SS: What did you do for fun?

HW: Oh, swimming in the irrigation ditch and play games, you know, play ball, whatever. And then we had a big pasture nearby, go out there and play ball or run around. And the pasture was right next to the city limits, so I remember barnstorming airplanes coming in there, landing in the pasture. And then puttin' up the sign -- $5 for a ride, anybody wants to fly.

SS: Were you active in any sports?

HW: Oh, a little bit. When you work, you can't, it's hard to do after-school activities, you know. I did play a little football. I played a lot of basketball and so forth with community organizations. But not all the time, like the kids are able to do now. Because you had chores to do. You had work to do. Yup.

SS: Now, you obviously had a horse. Did the family have a car in those days?

HW: Oh yeah. Yeah, we had a car. Ever since I can remember.

SS: Back in those days, when did a young man learn how to drive?

HW: When he was old enough to get behind the wheel and shift the gears. I'll tell you when I started driving, seriously, down the highway, was when I was eleven years old. Because we were going to Japanese school and it was in town. And the school ran seven days a week. The city kids went during the weekdays after school, and those of us who lived in the country, we went Saturday and Sunday all day. And Father, it was too much of a chore for Father to drive us into town and pick us up. So he got together with our neighbor, and there were two boys there, school age, and three of us, myself, my sister and my brother. So, they, both fathers agreed that I could drive the car into town to school. So I did that.

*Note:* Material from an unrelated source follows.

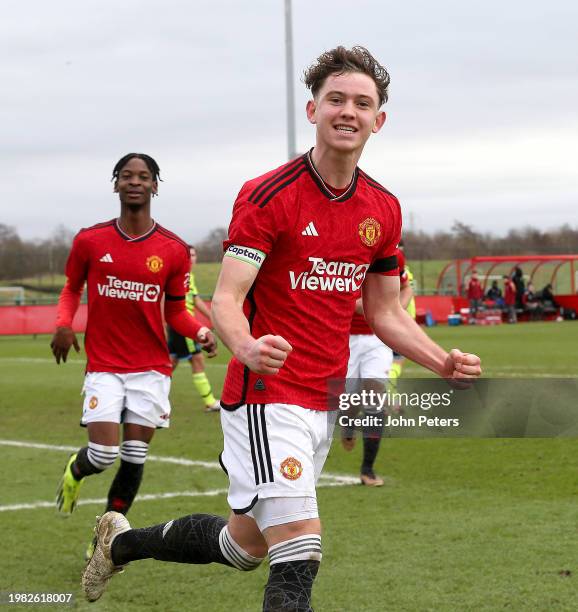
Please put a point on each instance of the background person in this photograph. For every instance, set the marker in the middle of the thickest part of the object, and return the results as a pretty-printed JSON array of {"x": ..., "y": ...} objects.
[
  {"x": 128, "y": 263},
  {"x": 181, "y": 348}
]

SS: Were you just tall enough to peek over the steering wheel at that point?

HW: Oh, eleven. I was considered a fairly big kid at the time, but they both agreed that I could drive so I started driving on weekends. And go shopping for Mom, you know, and things like that.

SS: When you look back on it now, with the benefit of wisdom and maturity, do you think, "Oh my goodness, I was eleven. I was driving a car."

HW: Well, it wasn't the age, it's whether you can or can't do, I think. Now the law says you have to be this age.

SS: Did you ever get into mischief as a kid?

HW: Well yeah, I think we turned over an outhouse at Halloween once, you know, things like that.

SS: What was that like, did you get into trouble?

HW: Well, you run like everything so you don't get into trouble.

SS: How did that happen? Was it your idea?

HW: Well, when you're a bunch of kids, you know, you don't know really who started it. Or how the conversation gets to that, but it happens.

SS: Can you remember back then what some of your... what some of your favorite possessions might have been?

HW: Well, yeah, as a little kid I liked the little racecars, you know. You push 'em around, build little mud tracks for 'em and things like that. I think I probably liked more than anything else -- airplanes. Airplanes, World War I stuff, you know, that's what it was, yes.